Ne pas baisser les bras face à la retraite
Que fait-on socialement, économiquement ou politiquement de l’allongement de la durée de vie depuis le milieu du siècle dernier? Le philosophe et écrivain français, Pascal Bruckner, ne croit vraiment pas qu’on ait pris la mesure de la révolution anthropologique en cours. Il ne le cache pas, pour lui, la retraite, c’est une défaite. Considérée comme une victoire lors de sa conquête, elle accélère désormais la vieillesse, selon lui. Or, il existe bel et bien une vie au-delà de la soixantaine. Il l’a expérimentée. La retraite, ce n’est pas rester oisif pendant les vingt à trente ans gagnés sur le dos des générations qui suivent, a-t-il relevé lors de la Biennale, manifestation organisée par AVENA Fondation BCV 2e pilier, le 4 octobre dernier au Musée Olympique de Lausanne.
Des seniors utiles
Dans son plaidoyer pour une vie active au-delà de limites qui n’ont plus de raison d’être pour des pans entiers de la population, il en a appelé à inscrire les personnes que l’on nomme pudiquement les «aînés» dans les champs économiques et sociaux aussi longtemps qu’ils le souhaitent. Pour leur permettre non seulement de se sentir utiles, mais aussi de garder un certain pouvoir social et surtout économique à l’heure où se posent les questions de la croissance et du financement des assurances sociales.
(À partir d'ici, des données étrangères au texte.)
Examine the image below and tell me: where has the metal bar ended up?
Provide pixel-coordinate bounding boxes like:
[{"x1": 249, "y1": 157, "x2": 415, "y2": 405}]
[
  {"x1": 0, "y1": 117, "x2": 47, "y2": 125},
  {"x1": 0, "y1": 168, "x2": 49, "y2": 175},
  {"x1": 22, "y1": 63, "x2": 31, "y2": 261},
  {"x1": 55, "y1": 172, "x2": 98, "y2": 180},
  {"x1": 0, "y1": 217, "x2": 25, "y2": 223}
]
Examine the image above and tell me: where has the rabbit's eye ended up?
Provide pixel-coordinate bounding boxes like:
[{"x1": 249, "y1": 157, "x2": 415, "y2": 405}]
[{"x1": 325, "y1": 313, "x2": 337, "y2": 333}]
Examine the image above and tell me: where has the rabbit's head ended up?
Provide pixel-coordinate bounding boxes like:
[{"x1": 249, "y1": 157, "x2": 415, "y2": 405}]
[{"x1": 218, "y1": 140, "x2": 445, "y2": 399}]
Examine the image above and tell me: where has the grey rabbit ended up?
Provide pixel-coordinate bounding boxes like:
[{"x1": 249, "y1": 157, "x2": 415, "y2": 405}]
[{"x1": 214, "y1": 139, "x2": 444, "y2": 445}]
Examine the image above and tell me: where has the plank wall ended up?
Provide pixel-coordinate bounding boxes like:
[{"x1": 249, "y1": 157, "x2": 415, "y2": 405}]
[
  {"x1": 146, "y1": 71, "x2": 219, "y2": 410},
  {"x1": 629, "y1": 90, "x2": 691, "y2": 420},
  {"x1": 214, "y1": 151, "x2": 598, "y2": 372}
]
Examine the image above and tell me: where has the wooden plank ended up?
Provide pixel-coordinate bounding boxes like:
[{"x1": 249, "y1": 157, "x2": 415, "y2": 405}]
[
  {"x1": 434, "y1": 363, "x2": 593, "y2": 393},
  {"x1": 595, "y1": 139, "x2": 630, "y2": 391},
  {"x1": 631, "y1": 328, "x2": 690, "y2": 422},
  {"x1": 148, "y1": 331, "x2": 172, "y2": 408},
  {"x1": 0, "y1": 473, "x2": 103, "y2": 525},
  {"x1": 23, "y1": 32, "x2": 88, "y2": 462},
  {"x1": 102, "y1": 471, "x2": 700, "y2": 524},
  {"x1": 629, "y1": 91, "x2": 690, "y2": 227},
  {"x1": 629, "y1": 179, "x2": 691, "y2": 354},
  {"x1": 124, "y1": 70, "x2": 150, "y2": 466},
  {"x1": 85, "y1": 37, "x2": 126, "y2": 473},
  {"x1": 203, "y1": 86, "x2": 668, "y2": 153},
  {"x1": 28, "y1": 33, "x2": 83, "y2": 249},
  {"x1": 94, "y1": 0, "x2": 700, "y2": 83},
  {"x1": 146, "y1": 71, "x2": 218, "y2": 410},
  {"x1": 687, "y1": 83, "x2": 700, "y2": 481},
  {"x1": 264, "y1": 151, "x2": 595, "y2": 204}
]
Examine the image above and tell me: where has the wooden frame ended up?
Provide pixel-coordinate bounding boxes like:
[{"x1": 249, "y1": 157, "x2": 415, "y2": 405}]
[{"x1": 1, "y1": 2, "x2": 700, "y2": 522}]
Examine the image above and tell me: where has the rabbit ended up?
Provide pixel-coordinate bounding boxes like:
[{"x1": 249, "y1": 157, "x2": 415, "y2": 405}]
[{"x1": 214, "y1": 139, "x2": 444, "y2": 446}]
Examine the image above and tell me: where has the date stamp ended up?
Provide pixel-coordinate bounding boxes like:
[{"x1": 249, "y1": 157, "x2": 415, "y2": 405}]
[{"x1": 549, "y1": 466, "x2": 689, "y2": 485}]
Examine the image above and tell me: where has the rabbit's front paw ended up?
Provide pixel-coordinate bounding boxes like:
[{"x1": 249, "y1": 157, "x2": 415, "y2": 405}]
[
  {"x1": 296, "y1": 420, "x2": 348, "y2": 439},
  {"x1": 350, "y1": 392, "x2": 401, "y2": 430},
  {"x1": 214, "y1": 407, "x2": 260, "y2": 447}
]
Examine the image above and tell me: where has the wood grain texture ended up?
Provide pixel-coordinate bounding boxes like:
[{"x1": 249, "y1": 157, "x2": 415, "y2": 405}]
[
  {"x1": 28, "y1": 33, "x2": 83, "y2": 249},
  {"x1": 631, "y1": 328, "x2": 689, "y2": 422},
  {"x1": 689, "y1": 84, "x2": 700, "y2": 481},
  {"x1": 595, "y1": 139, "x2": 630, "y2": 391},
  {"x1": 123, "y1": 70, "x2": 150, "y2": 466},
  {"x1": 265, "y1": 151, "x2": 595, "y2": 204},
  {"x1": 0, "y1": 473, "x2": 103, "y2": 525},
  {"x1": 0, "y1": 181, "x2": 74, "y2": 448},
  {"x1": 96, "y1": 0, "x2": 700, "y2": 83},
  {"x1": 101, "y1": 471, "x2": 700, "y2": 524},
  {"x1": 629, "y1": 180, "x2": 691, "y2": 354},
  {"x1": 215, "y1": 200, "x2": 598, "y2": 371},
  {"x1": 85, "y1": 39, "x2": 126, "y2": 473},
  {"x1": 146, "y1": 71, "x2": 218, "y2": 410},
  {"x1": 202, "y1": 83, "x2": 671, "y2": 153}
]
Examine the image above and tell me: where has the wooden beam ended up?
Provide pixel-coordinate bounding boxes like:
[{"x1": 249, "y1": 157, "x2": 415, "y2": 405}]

Que ce soit par le travail rémunéré ou le volontariat, il insiste pour que l’on «repense à l’utilité des seniors afin d’arracher le grand âge à la malédiction de la décrépitude».
Si ces notions de retraite, d’âge de la retraite, de droit au repos, de financement des assurances sociales ont récemment poussé les Français dans la rue, ici, elles conduisent régulièrement la population aux urnes. Et ce sera encore le cas en 2024, a rappelé le directeur d’AVENA, Francis Bouvier, dans son intervention. D’où sa satisfaction de constater que la récente élection du Conseil de fondation a suscité un vif intérêt. Pas moins de 24 personnes assurées se sont en effet présentées.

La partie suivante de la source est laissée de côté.